Exploring the Potential of a Novel Oil Blend Therapy for Immunity Enhancement and Cervical Carcinoma Treatment

Momir Dunjic  1   2   3 Stefano Turini  3   4   5 Lazar Nejkovic  6   7 Aleksandra Pikula  7 Nenad Sulovic  1 Sasa Cvetkovic  1 Marija Dunjic  8 Katarina Dunjic  9
Affiliations

Exploring the Potential of a Novel Oil Blend Therapy for Immunity Enhancement and Cervical Carcinoma Treatment

Momir Dunjic et al. Asian Pac J Cancer Prev. .

Abstract

Objective: To evaluate the therapeutic potential of a novel vegetable oil blend containing natural bioactive compounds for the treatment of cervical carcinoma through in silico molecular docking analysis.

Methods: Natural compounds were extracted from cold-pressed pumpkin oil (Curcubita maxima), horsetail oil (Equisetum arvense), and etheric clove oil (Syzygium aromaticum). Major phytochemicals quercetin 3-O-glucoside, γ-tocopherol, apigenin 5-O-glucoside, β-caryophyllene, kaempferol 3-O-glycoside, and EGCG were identified and standardized via HPLC. Molecular docking was performed using 1-Click Docking software to assess binding affinities against cervical carcinoma-associated targets (p16INK4a, Ki-67, VEGF, CEA, MMP-9, TP53, and pRb). Docking scores were expressed as Gibbs free energy (ΔG, Kcal/mol). Comparative analyses were conducted versus conventional agents (Paclitaxel, Pembrolizumab, Temsirolimus). AI-assisted optimization using ChatGPT-4o integrated molecular interaction data from over 10,000 peer-reviewed studies.

Results: Apigenin 5-O-glucoside showed the strongest interaction with MMP-9 (-11.6 Kcal/mol) and CEA (-9.4 Kcal/mol). Quercetin 3-O-glucoside exhibited high affinity for TP53 (-8.1 Kcal/mol), Ki-67 (-9.1 Kcal/mol), and VEGF (-8.7 Kcal/mol). Natural compounds consistently outperformed standard chemotherapeutics, e.g., Paclitaxel with p16INK4a (-5.4 Kcal/mol) vs. apigenin 5-O-glucoside (-8.9 Kcal/mol). These results suggest robust multi-targeted anticancer potential, including inhibition of proliferation, angiogenesis, and metastasis, along with apoptosis induction.

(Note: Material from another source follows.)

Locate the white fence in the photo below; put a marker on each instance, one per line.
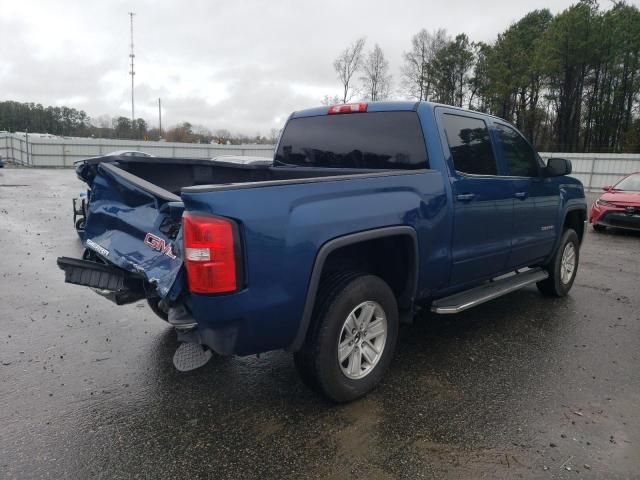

Conclusion: Natural compounds derived from a novel vegetable oil blend demonstrate promising molecular interactions with key biomarkers of cervical carcinoma. These findings support their potential role as effective therapeutic agents and warrant further in vitro and in vivo validation.

Keywords: Molecular docking; Therapeutic Biomarkers; Vegetable Oil Blend; cervical carcinoma; natural compounds.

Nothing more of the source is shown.